The circumstances were different by the time Mozart wrote his three final symphonies in the span of eight weeks during the summer of 1788. The high demand for his concert appearances had faded, and he was reduced to pleading with friends for loans, seeking cheaper housing in the suburbs, and following dead-end leads for his music. Some opportunity must have sparked this symphonic trilogy (a detail historians have not managed to unearth), but most likely nothing came of it. Mozart may not even have heard all three before he died.
Of the three final symphonies, No. 39 in E-flat receives the least attention. One curious aspect is that it is Mozart’s only mature symphony without oboes, instead featuring clarinets. It is also one of his few symphonies to include a slow introduction to the first movement, creating a spacious, Haydn-like entrance. These qualities, plus the mellow key of E-flat and a rolling 3/4 time signature in the Allegro body of the first movement (instead of the customary two or four beats per measure) all contribute to the gentle character of the symphony’s opening statement.
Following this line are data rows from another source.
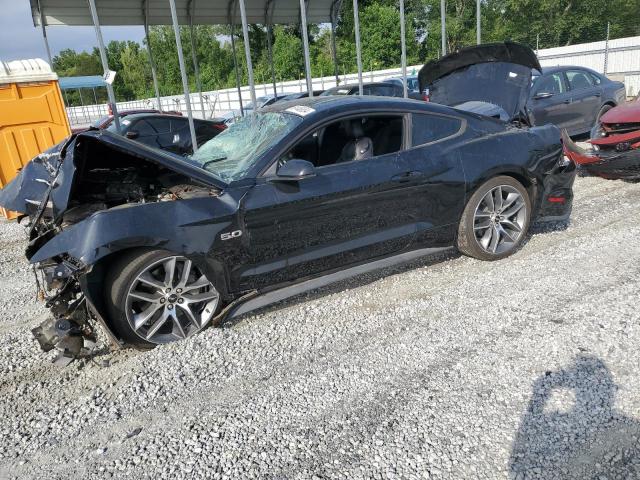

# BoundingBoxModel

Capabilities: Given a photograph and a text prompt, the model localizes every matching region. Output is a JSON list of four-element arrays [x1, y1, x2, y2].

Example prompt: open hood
[[419, 42, 542, 122], [0, 130, 226, 219]]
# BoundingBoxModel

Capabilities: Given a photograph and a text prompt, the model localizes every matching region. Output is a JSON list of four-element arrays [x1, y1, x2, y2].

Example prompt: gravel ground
[[0, 176, 639, 480]]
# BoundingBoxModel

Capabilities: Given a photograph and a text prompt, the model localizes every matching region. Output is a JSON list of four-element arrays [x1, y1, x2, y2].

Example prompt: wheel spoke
[[502, 200, 524, 219], [182, 290, 219, 304], [474, 218, 492, 230], [177, 259, 192, 288], [500, 192, 519, 213], [483, 191, 495, 212], [129, 290, 163, 303], [500, 218, 522, 233], [177, 303, 200, 329], [171, 310, 187, 339], [133, 303, 163, 330], [479, 226, 492, 249], [493, 186, 503, 211], [498, 224, 517, 242], [163, 257, 177, 287], [144, 308, 170, 338], [137, 272, 165, 290], [489, 225, 501, 253], [182, 275, 211, 293]]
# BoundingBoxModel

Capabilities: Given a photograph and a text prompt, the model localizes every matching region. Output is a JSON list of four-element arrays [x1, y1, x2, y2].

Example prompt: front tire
[[457, 176, 531, 261], [104, 250, 221, 347]]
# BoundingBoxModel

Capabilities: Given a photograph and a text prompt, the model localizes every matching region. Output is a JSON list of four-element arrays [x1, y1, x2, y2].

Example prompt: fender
[[29, 195, 238, 265]]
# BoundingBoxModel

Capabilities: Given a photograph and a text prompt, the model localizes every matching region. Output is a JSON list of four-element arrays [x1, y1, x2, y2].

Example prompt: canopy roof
[[59, 75, 107, 90], [30, 0, 338, 26]]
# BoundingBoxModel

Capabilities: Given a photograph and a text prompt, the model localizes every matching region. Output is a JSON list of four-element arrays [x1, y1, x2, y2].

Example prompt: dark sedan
[[383, 75, 430, 101], [527, 66, 626, 136], [0, 91, 575, 359], [321, 82, 423, 101], [106, 113, 226, 155], [276, 90, 325, 102]]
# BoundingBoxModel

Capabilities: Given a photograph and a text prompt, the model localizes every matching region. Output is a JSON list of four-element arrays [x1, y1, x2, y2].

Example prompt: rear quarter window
[[411, 113, 462, 146]]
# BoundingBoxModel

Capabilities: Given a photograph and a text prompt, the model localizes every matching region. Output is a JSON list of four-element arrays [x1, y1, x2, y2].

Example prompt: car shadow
[[509, 355, 640, 479]]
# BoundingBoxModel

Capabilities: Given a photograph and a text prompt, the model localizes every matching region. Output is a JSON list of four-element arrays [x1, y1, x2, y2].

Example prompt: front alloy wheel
[[106, 251, 220, 346]]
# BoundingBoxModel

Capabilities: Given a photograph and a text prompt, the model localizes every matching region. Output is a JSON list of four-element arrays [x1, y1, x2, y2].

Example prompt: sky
[[0, 0, 145, 62]]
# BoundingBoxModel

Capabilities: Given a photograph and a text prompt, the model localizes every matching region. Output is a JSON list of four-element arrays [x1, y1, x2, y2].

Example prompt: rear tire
[[104, 249, 221, 347], [457, 176, 531, 261]]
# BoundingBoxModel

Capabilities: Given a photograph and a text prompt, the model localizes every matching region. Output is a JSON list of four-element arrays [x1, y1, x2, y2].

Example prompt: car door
[[234, 113, 420, 290], [527, 72, 577, 131], [402, 112, 466, 246], [565, 69, 601, 134]]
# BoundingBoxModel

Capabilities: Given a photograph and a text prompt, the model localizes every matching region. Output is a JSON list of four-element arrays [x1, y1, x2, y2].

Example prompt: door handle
[[594, 92, 601, 97], [391, 171, 423, 182], [563, 99, 571, 104]]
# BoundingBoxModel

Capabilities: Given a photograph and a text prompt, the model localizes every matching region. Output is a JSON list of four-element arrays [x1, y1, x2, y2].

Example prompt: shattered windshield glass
[[190, 112, 302, 182]]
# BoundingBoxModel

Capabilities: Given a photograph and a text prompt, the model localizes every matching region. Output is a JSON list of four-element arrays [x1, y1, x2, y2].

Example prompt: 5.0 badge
[[220, 230, 242, 241]]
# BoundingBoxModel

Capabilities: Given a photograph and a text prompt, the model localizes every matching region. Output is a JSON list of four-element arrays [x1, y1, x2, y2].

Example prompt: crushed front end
[[0, 130, 224, 364], [563, 129, 640, 181]]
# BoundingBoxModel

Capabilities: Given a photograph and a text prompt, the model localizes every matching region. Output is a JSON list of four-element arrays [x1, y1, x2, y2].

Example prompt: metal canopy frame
[[31, 0, 471, 143], [30, 0, 337, 26]]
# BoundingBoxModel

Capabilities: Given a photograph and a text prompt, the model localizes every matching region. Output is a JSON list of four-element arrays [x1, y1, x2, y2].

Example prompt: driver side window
[[275, 115, 405, 171]]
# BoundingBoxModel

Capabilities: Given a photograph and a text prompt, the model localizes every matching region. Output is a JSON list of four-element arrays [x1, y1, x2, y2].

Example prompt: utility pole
[[476, 0, 481, 45], [440, 0, 447, 56], [604, 22, 611, 75]]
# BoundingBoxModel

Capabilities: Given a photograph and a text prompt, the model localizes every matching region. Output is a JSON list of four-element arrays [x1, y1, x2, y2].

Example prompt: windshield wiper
[[202, 156, 227, 169]]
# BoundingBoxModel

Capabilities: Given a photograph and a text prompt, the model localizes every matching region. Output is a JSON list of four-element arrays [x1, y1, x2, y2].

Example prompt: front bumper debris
[[30, 257, 99, 366], [562, 129, 640, 181], [32, 314, 96, 367]]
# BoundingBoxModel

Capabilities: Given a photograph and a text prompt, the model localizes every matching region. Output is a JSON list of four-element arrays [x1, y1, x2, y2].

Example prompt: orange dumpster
[[0, 59, 71, 219]]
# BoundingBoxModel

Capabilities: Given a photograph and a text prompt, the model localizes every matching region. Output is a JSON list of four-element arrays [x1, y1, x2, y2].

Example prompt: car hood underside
[[418, 42, 542, 122]]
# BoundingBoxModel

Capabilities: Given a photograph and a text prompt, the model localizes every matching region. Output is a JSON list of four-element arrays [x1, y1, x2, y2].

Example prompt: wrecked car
[[563, 95, 640, 180], [0, 93, 576, 362]]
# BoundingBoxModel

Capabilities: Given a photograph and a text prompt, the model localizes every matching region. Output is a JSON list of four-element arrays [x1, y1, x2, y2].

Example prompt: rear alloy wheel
[[106, 251, 220, 346], [457, 176, 531, 261]]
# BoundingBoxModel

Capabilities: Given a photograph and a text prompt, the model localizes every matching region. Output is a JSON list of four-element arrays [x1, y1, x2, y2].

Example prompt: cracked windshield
[[190, 112, 302, 182]]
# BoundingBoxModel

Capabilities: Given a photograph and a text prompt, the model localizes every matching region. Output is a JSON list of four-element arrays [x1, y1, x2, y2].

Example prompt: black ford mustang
[[0, 43, 576, 359]]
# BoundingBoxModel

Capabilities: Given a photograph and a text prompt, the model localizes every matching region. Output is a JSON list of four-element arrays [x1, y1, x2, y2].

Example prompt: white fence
[[65, 64, 424, 126], [65, 35, 640, 127]]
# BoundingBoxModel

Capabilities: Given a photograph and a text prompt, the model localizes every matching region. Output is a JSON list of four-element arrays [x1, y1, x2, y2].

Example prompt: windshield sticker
[[509, 72, 518, 78], [285, 105, 316, 117]]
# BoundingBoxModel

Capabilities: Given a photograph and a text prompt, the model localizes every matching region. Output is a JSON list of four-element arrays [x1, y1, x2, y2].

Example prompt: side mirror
[[273, 159, 316, 181], [125, 130, 139, 139], [533, 92, 554, 100]]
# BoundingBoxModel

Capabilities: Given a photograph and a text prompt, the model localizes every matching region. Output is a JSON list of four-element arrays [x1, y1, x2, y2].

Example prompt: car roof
[[119, 113, 184, 121], [539, 65, 601, 75], [326, 81, 400, 91], [261, 95, 465, 117]]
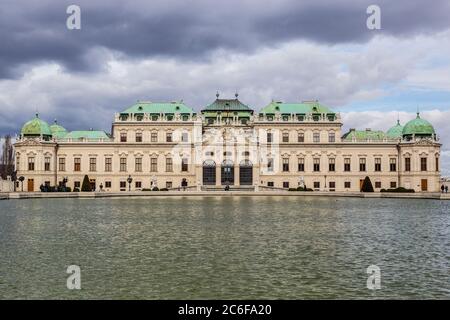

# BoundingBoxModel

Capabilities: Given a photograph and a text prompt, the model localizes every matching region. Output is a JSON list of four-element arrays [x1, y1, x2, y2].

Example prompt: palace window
[[282, 132, 289, 143], [313, 158, 320, 172], [135, 158, 142, 172], [359, 158, 366, 172], [267, 132, 273, 143], [59, 158, 66, 172], [282, 115, 289, 121], [436, 157, 439, 172], [151, 115, 158, 121], [120, 132, 127, 142], [120, 181, 126, 189], [313, 132, 320, 143], [283, 182, 289, 188], [405, 157, 411, 172], [390, 158, 397, 172], [375, 158, 381, 172], [344, 181, 351, 189], [182, 115, 189, 121], [182, 158, 189, 172], [282, 158, 289, 172], [74, 158, 81, 172], [329, 181, 336, 190], [150, 158, 158, 172], [314, 181, 320, 189], [135, 181, 142, 189], [297, 115, 304, 121], [421, 157, 427, 171], [375, 181, 382, 189], [151, 132, 158, 142], [105, 158, 112, 172], [166, 132, 172, 142], [298, 158, 305, 172], [44, 157, 51, 171], [105, 181, 112, 188], [344, 158, 351, 172], [166, 158, 173, 172], [166, 181, 173, 189], [89, 158, 97, 172], [181, 132, 189, 142], [390, 181, 397, 188], [120, 158, 127, 172], [28, 157, 35, 171], [267, 158, 274, 172], [135, 132, 142, 143], [328, 132, 335, 143], [298, 132, 304, 143], [329, 158, 335, 172], [74, 181, 81, 189]]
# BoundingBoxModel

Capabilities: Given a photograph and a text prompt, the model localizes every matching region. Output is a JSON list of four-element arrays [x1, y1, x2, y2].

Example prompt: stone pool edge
[[1, 191, 450, 201]]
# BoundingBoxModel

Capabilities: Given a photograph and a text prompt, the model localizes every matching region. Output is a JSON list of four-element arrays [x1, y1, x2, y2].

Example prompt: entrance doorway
[[239, 160, 253, 185], [202, 160, 216, 185], [421, 179, 428, 191], [27, 179, 34, 192], [221, 160, 234, 185]]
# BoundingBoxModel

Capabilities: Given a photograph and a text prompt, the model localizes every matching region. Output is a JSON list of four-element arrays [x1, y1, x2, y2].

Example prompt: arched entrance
[[202, 160, 216, 185], [239, 160, 253, 185], [221, 160, 234, 185]]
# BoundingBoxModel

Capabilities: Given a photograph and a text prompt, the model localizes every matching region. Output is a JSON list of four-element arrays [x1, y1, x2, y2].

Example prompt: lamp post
[[324, 175, 327, 191], [127, 175, 133, 192]]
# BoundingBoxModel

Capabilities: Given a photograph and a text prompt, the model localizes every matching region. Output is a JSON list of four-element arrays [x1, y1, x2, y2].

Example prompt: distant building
[[14, 95, 442, 192]]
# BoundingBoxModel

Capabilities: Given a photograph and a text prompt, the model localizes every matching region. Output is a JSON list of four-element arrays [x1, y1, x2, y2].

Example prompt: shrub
[[73, 187, 80, 192], [152, 187, 159, 191], [65, 187, 72, 192], [381, 187, 415, 193], [289, 188, 298, 191], [81, 175, 92, 192], [160, 188, 169, 191], [142, 188, 152, 191], [361, 176, 374, 192]]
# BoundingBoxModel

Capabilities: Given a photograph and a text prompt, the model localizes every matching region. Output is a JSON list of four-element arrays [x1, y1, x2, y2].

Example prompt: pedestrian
[[446, 185, 448, 193], [441, 185, 445, 193]]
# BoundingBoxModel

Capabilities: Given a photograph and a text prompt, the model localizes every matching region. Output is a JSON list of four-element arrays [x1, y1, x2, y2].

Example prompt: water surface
[[0, 196, 449, 299]]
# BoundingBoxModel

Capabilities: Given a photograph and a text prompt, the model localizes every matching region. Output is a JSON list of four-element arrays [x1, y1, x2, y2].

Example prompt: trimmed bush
[[288, 188, 298, 191], [160, 188, 169, 191], [142, 188, 152, 191], [81, 175, 92, 192], [381, 187, 415, 193], [361, 176, 374, 192], [73, 187, 80, 192], [152, 187, 159, 191]]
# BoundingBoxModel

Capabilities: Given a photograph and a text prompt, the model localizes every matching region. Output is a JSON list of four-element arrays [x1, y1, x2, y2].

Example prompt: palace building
[[14, 95, 441, 192]]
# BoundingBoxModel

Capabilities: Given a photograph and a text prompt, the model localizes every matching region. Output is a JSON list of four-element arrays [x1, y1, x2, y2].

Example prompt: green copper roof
[[121, 101, 194, 114], [21, 114, 52, 136], [63, 131, 110, 140], [260, 101, 334, 114], [342, 129, 386, 141], [386, 120, 404, 138], [203, 98, 253, 112], [50, 120, 67, 138], [402, 113, 435, 136]]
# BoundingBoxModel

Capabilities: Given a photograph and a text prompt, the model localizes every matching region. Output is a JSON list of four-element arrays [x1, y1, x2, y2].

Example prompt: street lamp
[[127, 175, 133, 191]]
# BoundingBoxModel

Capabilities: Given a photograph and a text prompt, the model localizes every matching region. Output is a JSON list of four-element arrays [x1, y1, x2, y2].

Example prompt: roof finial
[[397, 112, 400, 125], [417, 106, 420, 118], [216, 91, 220, 98], [54, 118, 58, 124], [235, 91, 239, 98]]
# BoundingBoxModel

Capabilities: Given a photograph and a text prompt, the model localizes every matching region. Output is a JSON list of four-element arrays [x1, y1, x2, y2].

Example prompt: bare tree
[[1, 135, 14, 179]]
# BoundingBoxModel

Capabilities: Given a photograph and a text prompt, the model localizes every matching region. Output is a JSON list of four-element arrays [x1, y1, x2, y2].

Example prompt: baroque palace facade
[[14, 95, 441, 192]]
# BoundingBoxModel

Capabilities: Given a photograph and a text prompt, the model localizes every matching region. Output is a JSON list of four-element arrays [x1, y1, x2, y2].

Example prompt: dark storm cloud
[[0, 0, 449, 78]]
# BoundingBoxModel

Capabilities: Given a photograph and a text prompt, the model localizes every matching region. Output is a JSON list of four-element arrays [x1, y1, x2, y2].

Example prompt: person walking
[[441, 184, 445, 193], [446, 185, 448, 193]]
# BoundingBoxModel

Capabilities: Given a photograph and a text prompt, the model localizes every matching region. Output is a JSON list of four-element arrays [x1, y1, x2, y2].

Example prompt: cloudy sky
[[0, 0, 449, 174]]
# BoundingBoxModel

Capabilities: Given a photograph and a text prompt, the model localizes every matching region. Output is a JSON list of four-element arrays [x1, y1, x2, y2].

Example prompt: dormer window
[[137, 106, 143, 111]]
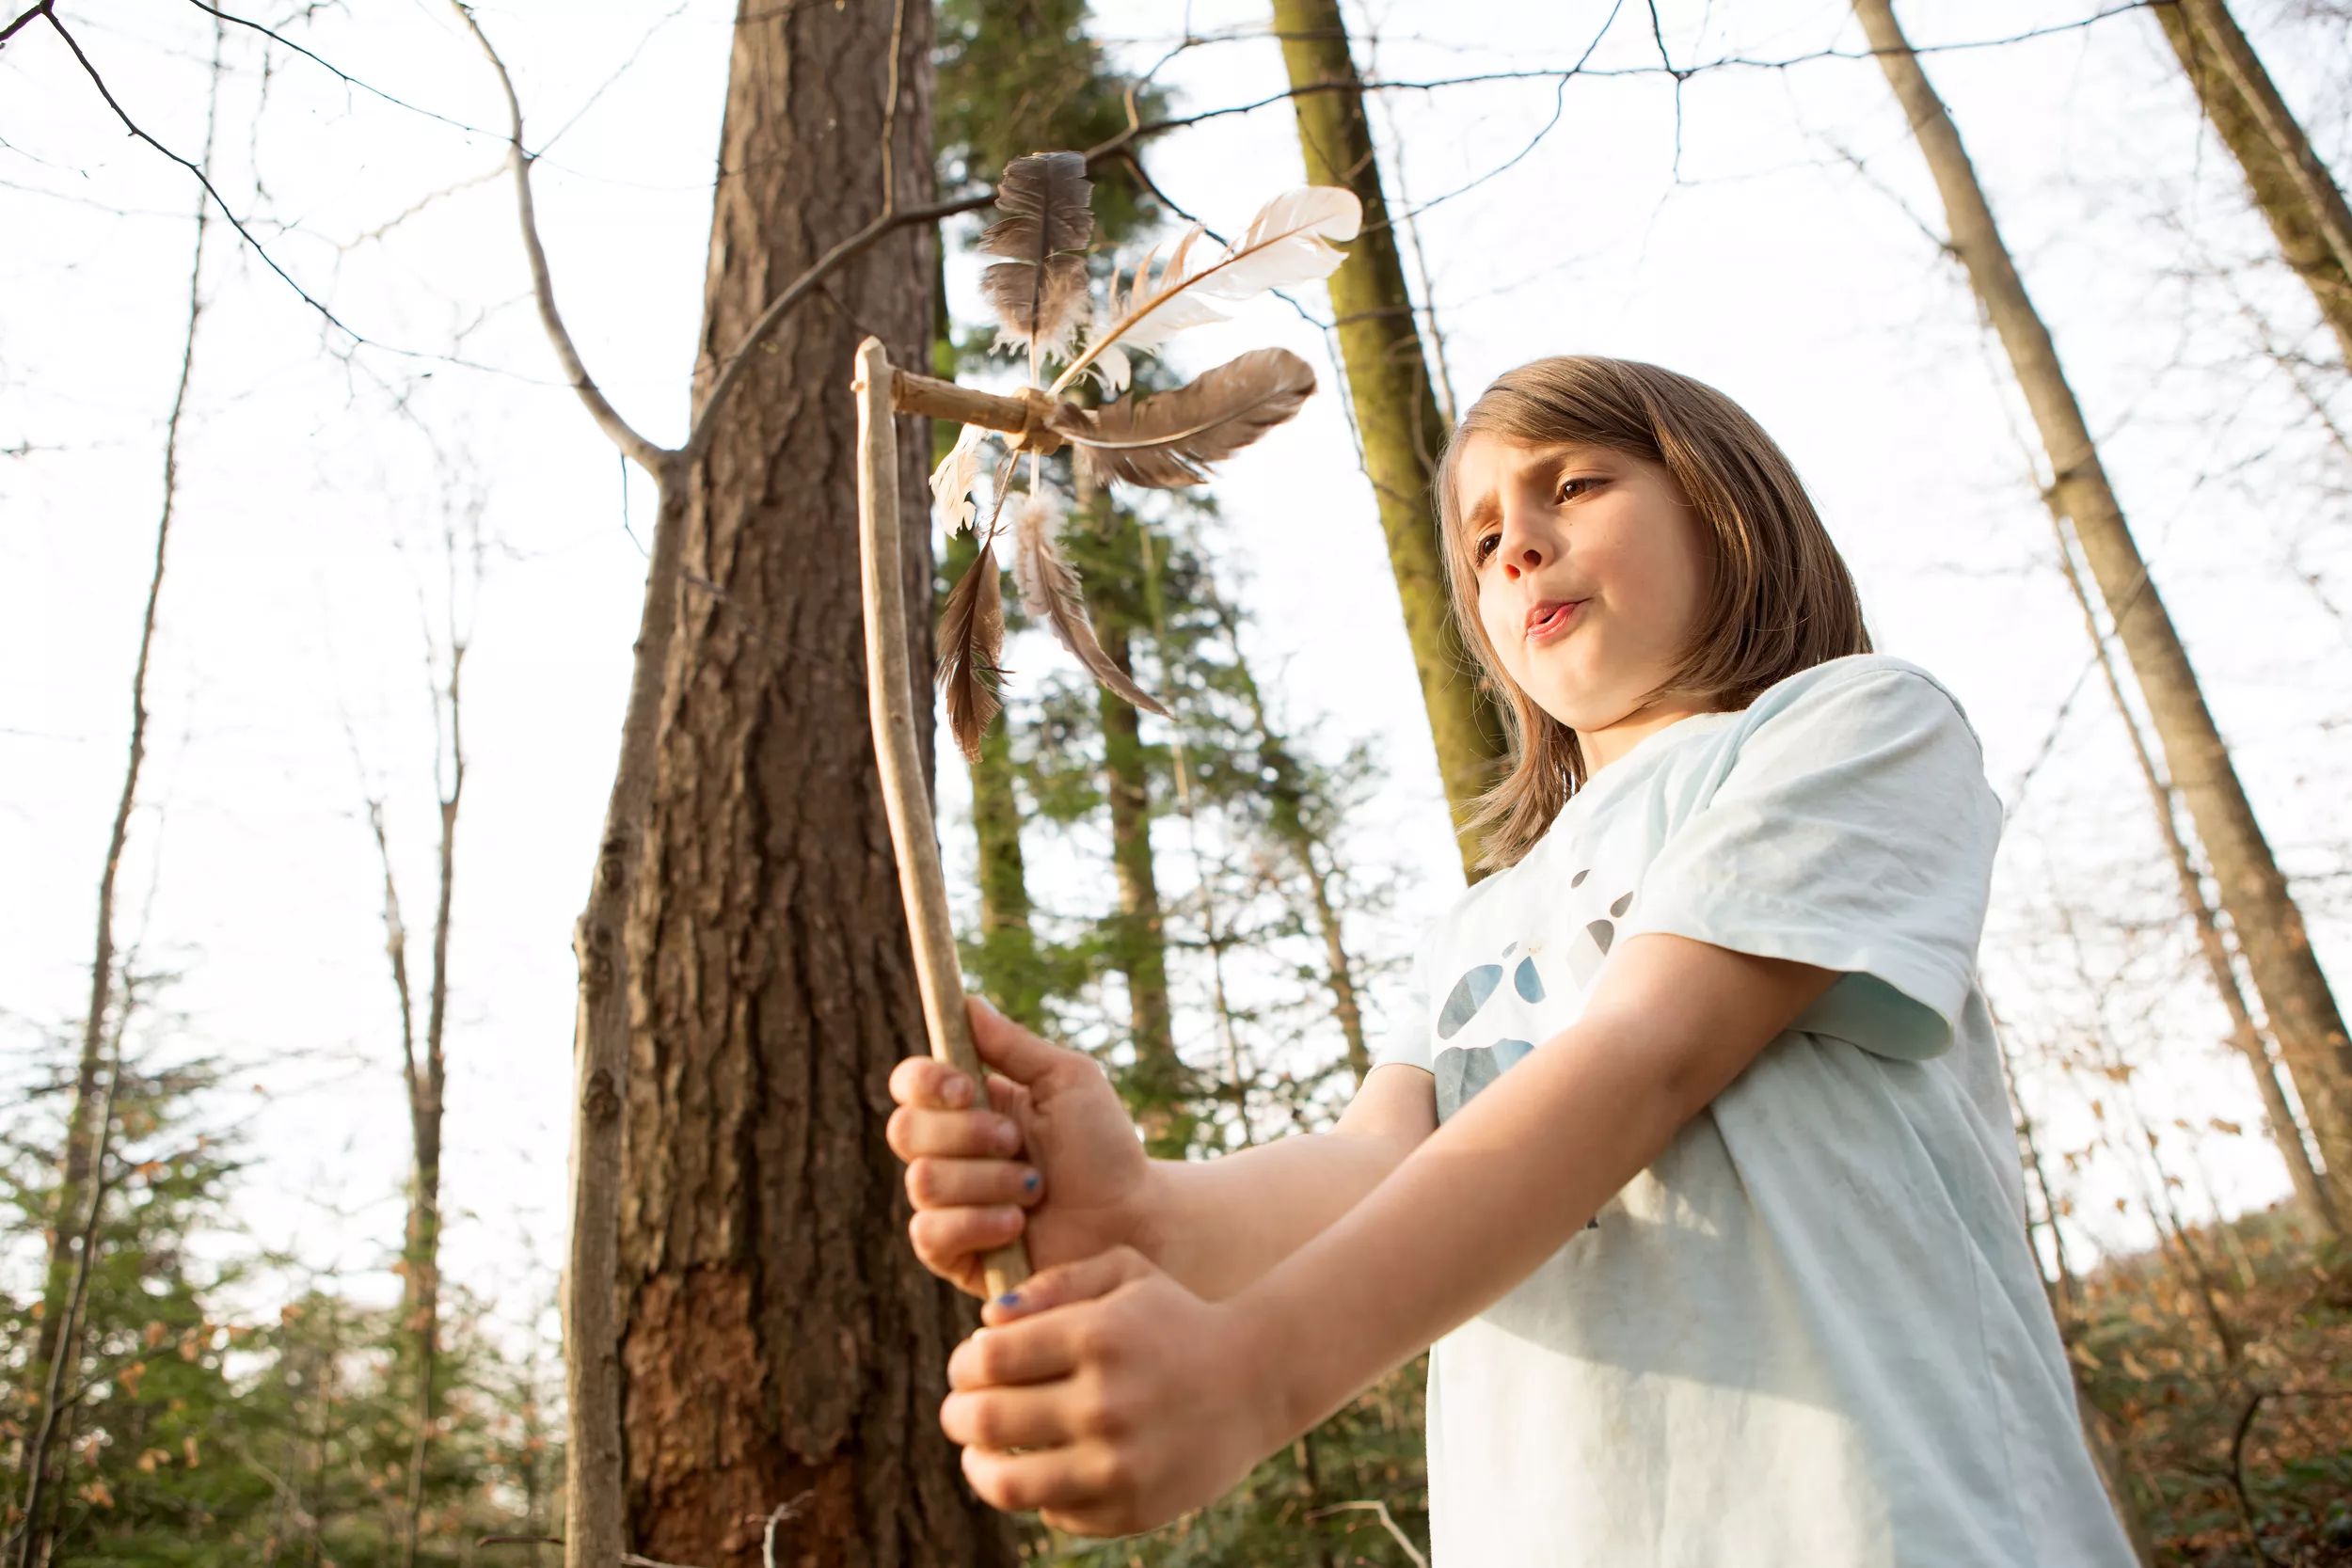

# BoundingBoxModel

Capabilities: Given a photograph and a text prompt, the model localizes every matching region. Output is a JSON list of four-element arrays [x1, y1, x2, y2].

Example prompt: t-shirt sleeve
[[1367, 927, 1438, 1074], [1616, 667, 2002, 1060]]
The Andante con moto second movement preserves the docile atmosphere. Strings introduce the theme alone at first, but individual woodwinds later emerge for some of the movement’s most charming passages, the echoing lines interweaving with chamber-music delicacy. The Menuetto is graceful and sturdy, but its dance partner, the Trio, steals the limelight with a whimsical clarinet solo parodying a rustic Ländler, an Austrian folk dance.
In the Finale, the relentless exploration of the opening material foreshadows Beethoven’s symphonic approach, with the theme separating into scale fragments and discrete leaps that churn through myriad permutations and mood changes. This symphony may not be as extroverted as the dramatic 40th or the majestic 41st, but the Symphony No. 39 stands as their equal at the pinnacle of Mozart’s orchestral output, a summation of the past and a model for the future.